The impact of these changes and identifying what issues are relevant will be a challenge for many park owners. So what is changing and what should you be doing now to make sure that next year does not hold any nasty surprises?
Does the GDPR apply to me?
The answer is almost certainly yes. The obligations of GDPR fall on all organisations which process personal data regardless of their size or type. “Processing” includes using data in almost any way whatsoever (including receiving it, storing it, copying it and destroying it); personal data is any information from which a living individual can be identified. Those definitions are very broad and as a park owner or operator you are almost certainly subject to the GDPR and everything in it.
Brexit and GDPR
One thing to note at the outset is that there is almost no chance of the GDPR going away. Technically it is already part of UK law and both the government and the Information Commissioner have made it clear that it will come into force as planned, regardless of how Brexit negotiations go. Even if there was a complete change of direction, you would still have to comply with the GDPR if you sell goods or services to EU citizens.

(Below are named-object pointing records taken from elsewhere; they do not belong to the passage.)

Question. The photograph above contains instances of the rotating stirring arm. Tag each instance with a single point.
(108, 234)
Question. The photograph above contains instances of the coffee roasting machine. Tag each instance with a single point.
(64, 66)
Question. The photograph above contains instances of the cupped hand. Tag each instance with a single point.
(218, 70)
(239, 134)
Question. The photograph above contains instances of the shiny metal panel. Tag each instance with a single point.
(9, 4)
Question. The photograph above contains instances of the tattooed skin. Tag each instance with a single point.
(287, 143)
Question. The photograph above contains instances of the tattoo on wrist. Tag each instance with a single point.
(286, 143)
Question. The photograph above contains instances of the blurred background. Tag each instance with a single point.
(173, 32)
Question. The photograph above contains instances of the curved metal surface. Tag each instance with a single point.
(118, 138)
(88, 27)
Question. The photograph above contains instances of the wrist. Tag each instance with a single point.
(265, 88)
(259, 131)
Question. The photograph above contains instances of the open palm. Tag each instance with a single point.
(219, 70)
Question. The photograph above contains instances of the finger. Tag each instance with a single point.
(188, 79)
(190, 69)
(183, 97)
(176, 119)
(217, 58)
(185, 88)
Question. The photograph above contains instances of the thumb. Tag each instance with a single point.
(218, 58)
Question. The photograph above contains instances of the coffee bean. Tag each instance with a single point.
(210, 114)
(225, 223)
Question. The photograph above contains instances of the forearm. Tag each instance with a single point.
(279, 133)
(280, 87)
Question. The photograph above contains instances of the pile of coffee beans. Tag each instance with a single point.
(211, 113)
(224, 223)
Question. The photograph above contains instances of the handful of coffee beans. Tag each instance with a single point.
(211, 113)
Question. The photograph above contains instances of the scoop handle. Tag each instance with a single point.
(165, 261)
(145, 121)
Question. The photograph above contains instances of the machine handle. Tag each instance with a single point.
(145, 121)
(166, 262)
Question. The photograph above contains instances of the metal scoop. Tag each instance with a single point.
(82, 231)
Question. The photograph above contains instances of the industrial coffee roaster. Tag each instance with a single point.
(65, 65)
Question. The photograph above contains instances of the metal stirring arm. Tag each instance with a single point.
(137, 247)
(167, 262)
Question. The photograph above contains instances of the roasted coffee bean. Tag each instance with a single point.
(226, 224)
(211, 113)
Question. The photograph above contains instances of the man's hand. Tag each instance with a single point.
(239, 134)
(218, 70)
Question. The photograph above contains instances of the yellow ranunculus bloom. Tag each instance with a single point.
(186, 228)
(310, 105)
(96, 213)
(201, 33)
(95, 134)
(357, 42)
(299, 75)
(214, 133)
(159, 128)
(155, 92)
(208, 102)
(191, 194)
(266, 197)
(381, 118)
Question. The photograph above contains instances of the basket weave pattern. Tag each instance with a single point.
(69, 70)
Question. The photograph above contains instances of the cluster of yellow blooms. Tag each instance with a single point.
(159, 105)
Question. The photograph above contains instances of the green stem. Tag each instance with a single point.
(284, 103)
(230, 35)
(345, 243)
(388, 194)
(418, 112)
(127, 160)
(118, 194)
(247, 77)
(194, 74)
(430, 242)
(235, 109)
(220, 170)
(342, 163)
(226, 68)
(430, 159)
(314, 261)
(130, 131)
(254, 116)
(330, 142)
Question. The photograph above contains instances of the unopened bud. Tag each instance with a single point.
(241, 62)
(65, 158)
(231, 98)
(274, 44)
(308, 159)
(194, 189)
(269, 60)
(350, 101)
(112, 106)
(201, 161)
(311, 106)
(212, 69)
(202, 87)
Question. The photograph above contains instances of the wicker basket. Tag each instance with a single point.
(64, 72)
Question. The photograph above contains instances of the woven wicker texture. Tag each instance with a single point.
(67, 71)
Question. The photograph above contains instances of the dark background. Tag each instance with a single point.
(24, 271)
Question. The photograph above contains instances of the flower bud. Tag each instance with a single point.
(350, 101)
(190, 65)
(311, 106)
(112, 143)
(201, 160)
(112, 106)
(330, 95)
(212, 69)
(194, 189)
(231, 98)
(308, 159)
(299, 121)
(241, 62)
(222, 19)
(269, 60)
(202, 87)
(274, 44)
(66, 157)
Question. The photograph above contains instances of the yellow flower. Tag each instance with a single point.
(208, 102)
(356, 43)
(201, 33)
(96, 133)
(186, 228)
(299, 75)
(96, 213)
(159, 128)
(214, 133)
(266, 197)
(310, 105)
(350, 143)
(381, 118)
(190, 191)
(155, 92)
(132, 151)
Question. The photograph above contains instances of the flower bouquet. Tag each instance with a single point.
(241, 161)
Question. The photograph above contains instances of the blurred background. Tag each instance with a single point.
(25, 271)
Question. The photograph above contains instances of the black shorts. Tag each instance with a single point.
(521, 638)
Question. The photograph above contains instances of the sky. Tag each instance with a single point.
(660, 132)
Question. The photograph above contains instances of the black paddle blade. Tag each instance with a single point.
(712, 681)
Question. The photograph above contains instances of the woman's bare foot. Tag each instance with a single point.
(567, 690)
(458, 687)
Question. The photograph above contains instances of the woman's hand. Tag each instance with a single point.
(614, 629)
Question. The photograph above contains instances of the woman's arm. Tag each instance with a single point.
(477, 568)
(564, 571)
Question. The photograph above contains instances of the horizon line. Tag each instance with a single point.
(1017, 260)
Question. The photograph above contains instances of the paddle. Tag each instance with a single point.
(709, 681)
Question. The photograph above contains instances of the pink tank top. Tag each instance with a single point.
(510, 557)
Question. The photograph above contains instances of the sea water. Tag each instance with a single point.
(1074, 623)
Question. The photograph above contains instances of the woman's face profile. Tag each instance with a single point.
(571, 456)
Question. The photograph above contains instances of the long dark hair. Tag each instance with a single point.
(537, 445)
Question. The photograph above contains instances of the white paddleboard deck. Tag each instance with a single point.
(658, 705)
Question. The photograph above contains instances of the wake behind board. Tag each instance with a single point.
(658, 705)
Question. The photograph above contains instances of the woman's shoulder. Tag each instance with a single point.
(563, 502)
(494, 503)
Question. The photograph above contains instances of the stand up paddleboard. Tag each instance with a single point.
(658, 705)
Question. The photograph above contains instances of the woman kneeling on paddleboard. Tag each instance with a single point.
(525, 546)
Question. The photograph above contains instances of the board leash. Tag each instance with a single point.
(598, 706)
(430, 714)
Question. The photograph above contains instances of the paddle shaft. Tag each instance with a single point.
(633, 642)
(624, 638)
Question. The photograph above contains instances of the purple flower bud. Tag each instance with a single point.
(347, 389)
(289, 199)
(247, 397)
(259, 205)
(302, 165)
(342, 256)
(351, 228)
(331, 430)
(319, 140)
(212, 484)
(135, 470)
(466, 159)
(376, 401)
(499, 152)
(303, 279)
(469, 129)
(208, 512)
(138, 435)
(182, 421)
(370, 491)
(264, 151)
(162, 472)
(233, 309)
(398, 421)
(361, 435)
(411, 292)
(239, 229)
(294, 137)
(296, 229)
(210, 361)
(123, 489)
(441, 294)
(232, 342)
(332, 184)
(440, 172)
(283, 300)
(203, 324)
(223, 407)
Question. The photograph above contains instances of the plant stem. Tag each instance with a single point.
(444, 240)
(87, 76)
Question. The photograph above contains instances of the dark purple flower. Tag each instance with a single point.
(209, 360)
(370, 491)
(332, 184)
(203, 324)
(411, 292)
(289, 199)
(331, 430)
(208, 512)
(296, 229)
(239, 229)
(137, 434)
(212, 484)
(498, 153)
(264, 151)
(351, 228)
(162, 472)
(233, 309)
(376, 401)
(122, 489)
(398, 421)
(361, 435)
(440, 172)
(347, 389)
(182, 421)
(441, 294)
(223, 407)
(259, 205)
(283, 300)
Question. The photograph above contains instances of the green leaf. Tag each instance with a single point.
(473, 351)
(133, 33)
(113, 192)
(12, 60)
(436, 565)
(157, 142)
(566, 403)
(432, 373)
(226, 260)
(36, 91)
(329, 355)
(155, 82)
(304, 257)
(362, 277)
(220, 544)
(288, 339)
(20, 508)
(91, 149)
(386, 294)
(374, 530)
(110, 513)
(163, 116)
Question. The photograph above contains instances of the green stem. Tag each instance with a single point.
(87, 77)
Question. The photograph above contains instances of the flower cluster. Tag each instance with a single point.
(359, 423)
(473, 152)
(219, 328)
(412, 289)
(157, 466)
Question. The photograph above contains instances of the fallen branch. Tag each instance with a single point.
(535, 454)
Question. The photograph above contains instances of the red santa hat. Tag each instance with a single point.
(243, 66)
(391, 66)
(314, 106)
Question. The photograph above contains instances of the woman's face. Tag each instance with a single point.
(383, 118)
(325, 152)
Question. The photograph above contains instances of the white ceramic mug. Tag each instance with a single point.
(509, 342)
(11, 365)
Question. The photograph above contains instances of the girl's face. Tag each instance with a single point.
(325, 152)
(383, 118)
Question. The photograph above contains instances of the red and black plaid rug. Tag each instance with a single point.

The changes: rights of individuals
In a nutshell, old rights are being strengthened and new rights being introduced. There is a new “right to be forgotten” which gives individuals the right to require you to remove their data from your systems and the right to data portability, designed to allow individuals to obtain and reuse their personal data for their own purposes across different services. Subject Access Requests, which are nothing new, will have to be complied with in less time (one month as opposed to 40 days) and the right to impose a fee of up to £10 is being removed.
Even where individuals’ rights remain the same, the obligations placed on organisations in relation to them are set to become stricter. Keeping a record of the decisions you make regarding data protection is now a legal requirement, as is maintaining records of what data you have and why you have it. Much more information is now expected to be provided to individuals as well in the form of privacy policies.
It is important to note that these obligations apply regardless of the size of your operation.
What to do now?
- Make sure that the key decision makers are aware of data protection generally and that the law is changing in less than a year. Provide staff training to those who handle the data on a day to day basis and ensure they are up to speed with the obligations on the business and the way to use/store data that is obtained.
- Assess what information you have, where it came from and who you share it with. What you will need to do will depend on the data that you have.
- Document the result of your assessment.
- Check that you have privacy policies in place and if so that they set out the basis for processing data and what you do with it.
- Familiarise yourself with the rights of individuals and satisfy yourself that you can deal with a request for those rights to be acted on. If you are a large operator, you should have written procedures in place to do so and make sure that your employees recognise such a request if one comes in.
- Make sure you know what to do if there is a data breach (for example, if an individual’s data goes astray). Put a procedure in place to deal with reporting and investigating a breach.
- Record everything you do. Accountability, being able to show what you have done to comply with your obligations, will be vital.
- Don’t leave everything until the last minute do a data protection audit now!